Contributing contemporary architects include: Charles Walker at Zaha Hadid Architects; Mark Burry on the completion of the Sagrada Família in Barcelona; and Philip Beesley. The book encompasses a number of extended articles by internationally renowned critics, theorists, educators and designers, such as Matthias Kohler, Neri Oxman, Peter Salter and Michael Stacey.
This AD Reader provides a definitive reference for every ambitious student, designer, critic, historian or engineer, looking to fathom the multitude of strands that influence the manufacture of man’s most prolific occupation in the 21st century. It covers an extensive territory of intellectual pursuit through the relentless acts of design, manufacture and construction, and aims to contextualise and define new meanings for architectural production in the post–digital age. Leading lights, exploring alternate meanings for practice, research, theory and innovation, are placed side by side in a volume of vibrant and visual discourse.

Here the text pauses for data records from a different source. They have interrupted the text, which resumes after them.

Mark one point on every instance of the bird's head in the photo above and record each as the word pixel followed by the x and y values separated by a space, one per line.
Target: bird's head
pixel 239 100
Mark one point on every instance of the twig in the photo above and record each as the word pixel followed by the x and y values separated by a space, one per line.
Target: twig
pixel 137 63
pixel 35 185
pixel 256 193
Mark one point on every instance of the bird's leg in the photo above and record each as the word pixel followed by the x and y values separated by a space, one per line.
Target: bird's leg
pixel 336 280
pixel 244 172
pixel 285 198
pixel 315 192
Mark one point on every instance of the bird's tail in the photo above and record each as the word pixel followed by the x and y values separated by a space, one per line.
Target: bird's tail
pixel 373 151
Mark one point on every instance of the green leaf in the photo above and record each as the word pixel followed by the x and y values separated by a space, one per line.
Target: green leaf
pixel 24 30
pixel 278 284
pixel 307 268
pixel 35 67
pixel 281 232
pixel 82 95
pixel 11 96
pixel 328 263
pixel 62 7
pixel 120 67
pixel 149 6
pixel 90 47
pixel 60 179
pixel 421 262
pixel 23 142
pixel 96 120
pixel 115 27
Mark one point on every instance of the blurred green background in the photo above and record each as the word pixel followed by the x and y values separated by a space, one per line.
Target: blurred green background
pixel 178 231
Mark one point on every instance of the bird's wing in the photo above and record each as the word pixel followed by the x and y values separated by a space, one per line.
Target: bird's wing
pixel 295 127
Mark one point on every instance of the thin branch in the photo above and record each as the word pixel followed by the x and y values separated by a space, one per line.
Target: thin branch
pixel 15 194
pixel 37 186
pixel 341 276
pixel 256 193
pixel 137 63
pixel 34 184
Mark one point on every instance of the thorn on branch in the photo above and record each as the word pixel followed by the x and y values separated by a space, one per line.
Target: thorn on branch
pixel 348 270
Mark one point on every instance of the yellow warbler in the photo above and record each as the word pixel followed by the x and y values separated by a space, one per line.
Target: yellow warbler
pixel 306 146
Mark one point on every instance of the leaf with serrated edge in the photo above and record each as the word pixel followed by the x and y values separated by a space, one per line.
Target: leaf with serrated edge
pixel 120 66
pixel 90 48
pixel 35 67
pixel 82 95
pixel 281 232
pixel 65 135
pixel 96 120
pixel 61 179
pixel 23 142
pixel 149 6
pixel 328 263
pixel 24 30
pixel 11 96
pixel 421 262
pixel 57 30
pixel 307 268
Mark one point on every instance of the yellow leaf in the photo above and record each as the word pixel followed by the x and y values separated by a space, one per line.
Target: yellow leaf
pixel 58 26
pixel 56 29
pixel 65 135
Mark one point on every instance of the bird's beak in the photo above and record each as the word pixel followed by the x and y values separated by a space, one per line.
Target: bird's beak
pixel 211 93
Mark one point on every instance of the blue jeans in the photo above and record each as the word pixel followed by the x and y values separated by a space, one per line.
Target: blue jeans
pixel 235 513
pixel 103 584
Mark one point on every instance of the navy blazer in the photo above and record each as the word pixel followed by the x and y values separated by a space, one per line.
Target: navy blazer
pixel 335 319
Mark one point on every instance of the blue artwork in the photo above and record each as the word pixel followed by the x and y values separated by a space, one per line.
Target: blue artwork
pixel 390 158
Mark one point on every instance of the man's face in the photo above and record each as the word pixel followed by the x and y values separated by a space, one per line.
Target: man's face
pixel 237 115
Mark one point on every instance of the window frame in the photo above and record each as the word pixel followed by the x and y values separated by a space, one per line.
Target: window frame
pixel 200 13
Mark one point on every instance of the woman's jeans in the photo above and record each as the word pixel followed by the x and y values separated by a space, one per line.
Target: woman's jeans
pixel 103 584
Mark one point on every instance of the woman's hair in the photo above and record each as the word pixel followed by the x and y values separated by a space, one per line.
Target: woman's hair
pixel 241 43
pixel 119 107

• Contributors include: Philip Beesley, Mark Burry, Xavier De Kestelier, Matthias Kohler and Peter Salter.
• Articles examine and refer to key portfolios of the 20th and 21st century including works by Pierre Chareau, Adolf Loos, Rural Studio and sixteen∗(makers).
• Topics range from analogue and digital craft, to the bespoke as a tactical approach to how architecture is made, understood and experienced.